After a long and unusually arduous process, Congressional leaders and President Obama reached a deficit reduction and debt deal in time to avoid defaulting on the Nation’s debt. Your work to convince legislators to protect Medicaid in the short term made a difference! Now, we must redouble our efforts as more grave threats lie ahead…
What’s in the deal?
On August 2nd, President Obama signed a bill into law to raise the debt ceiling and place spending caps on discretionary programs, reducing spending by $1 trillion over ten years. These cuts must be balanced between defense and non-defense spending, which could include important disability-related programs like housing, education, employment, and transportation. Entitlement programs, including Medicare, Medicaid, Social Security, and Supplemental Security Income (SSI), are protected from cuts in this first step. Over the next two months, committees in Congress will finalize what programs bear the brunt of the cuts.
This fall, Congress is charged with cutting an additional $1.2 to $1.5 trillion from the federal budget over 10 years. This will be initiated by a twelve-member bipartisan Congressional “super committee” (Joint Select Committee on Deficit Reduction) that proposes specific spending cuts by November 23rd. The Committee’s plan must get the support of at least 7 of its members to be voted on by the full Congress. Congress will then hold an up-or-down vote, with no amendments allowed, on the spending cuts legislation by December 23rd. Cuts to important disability-related discretionary and entitlement programs, like Medicaid, could be proposed by the Committee and enacted by Congress.
If this committee fails to obtain agreement from at least 7 of its Members to cut $1.2 trillion or if Congress fails to enact it, then automatic, across-the-board spending cuts will be triggered for 2013-2021. However, any automatic, across-the-board cuts would exempt the low income entitlement programs, such as the Medicaid and SSI programs.
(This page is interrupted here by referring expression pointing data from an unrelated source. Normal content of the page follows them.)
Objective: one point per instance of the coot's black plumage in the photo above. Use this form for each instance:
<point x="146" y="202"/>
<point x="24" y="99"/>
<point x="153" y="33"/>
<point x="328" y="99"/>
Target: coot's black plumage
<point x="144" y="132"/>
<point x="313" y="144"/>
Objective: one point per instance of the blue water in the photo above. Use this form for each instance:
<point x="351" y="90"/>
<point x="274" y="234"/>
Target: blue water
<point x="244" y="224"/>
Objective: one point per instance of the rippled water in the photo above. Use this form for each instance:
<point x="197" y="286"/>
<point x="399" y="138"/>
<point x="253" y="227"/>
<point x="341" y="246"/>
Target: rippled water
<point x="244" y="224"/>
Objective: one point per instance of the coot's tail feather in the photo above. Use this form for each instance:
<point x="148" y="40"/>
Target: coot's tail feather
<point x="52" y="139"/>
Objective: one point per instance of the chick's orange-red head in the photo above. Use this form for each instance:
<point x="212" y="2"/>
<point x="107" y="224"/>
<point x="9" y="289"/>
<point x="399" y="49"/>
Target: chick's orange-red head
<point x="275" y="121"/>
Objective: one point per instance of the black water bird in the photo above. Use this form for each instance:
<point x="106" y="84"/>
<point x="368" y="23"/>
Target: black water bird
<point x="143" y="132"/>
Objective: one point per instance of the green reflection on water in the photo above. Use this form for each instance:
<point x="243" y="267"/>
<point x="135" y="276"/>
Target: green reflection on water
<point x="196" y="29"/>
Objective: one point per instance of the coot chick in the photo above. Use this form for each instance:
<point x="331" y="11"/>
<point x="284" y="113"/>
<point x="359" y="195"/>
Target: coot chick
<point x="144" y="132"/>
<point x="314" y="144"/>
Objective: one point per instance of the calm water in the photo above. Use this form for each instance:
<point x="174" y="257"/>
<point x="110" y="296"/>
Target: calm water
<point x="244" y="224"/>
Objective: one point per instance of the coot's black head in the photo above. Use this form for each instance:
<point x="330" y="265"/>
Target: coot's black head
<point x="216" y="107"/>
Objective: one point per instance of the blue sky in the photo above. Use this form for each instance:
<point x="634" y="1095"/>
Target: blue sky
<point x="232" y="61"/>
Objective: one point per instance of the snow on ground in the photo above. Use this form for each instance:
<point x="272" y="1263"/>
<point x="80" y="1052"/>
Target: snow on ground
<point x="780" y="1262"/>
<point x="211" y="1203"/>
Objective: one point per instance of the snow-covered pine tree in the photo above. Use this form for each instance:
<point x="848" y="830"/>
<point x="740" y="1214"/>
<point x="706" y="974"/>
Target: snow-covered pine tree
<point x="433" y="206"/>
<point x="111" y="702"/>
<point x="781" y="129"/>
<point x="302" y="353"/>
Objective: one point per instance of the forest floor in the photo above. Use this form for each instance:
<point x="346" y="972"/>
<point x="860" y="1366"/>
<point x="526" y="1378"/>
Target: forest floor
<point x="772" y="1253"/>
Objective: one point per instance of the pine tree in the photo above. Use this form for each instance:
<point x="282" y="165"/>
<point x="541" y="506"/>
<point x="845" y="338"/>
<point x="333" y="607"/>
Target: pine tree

Small Medicare cuts are allowed but will fall on the providers.
What does this mean for the Medicaid lifeline?
Medicaid and other programs that serve people with I/DD are still extremely vulnerable to cuts. The Arc is deeply concerned that the next proposals in this process could include significant cuts to Medicaid.
What can I do?
Right now, Members of Congress are home on recess until September. With Members of Congress in their districts, reading their local newspapers, we are asking you to write letters to the editor to share your story. Tell your Members of Congress “Don’t Cut Our Lifeline!”
Find your local newspapers that take letters to the editor, and submit one today!
What should I include in my letter?
- Medicaid is our lifeline to services and supports.
- Medicaid and other programs that serve low-income people must be protected in deficit reduction plans.
- Increased revenues must be part of any deficit reduction agreement to ensure that the budget is not balanced on the backs of people with I/DD.
- Share your story!
- Don’t Cut Our Lifeline!
Need a sample to guide you?
Newspapers often have a word limit for letters to the editor. This letter shows you how to weave a personal story into a short, 150-word letter.
To the Editor:
Now that Congress is moving forward on further cuts to balance the budget, it must not be done at the expense of people with disabilities.
My teenage son has autism and a debilitating connective tissue disorder. Medicaid is lifeline for our family. Thanks to Medicaid, he receives health care and long term services when I’m at work and unable to support him. It pays for his medications, surgeries, and therapies to stay healthy and his personal care services to stay safe.
Without Medicaid, I would have to quit my job and go on public assistance or else place my son, against his will, in an institution where he would be isolated and lose many of the skills he is now developing. I believe the United States is better than that. Congress should be able to find a balanced budget solution without jeopardizing effective, essential programs like Medicaid.
— Linda Guzman, Chapel Hill, NC
The August recess is often when Members of Congress hold town hall meetings. Be on the lookout for these opportunities to ask your elected officials questions about their views on Medicaid and deficit reduction. We will be providing more information soon on how to advocate at a town hall meeting.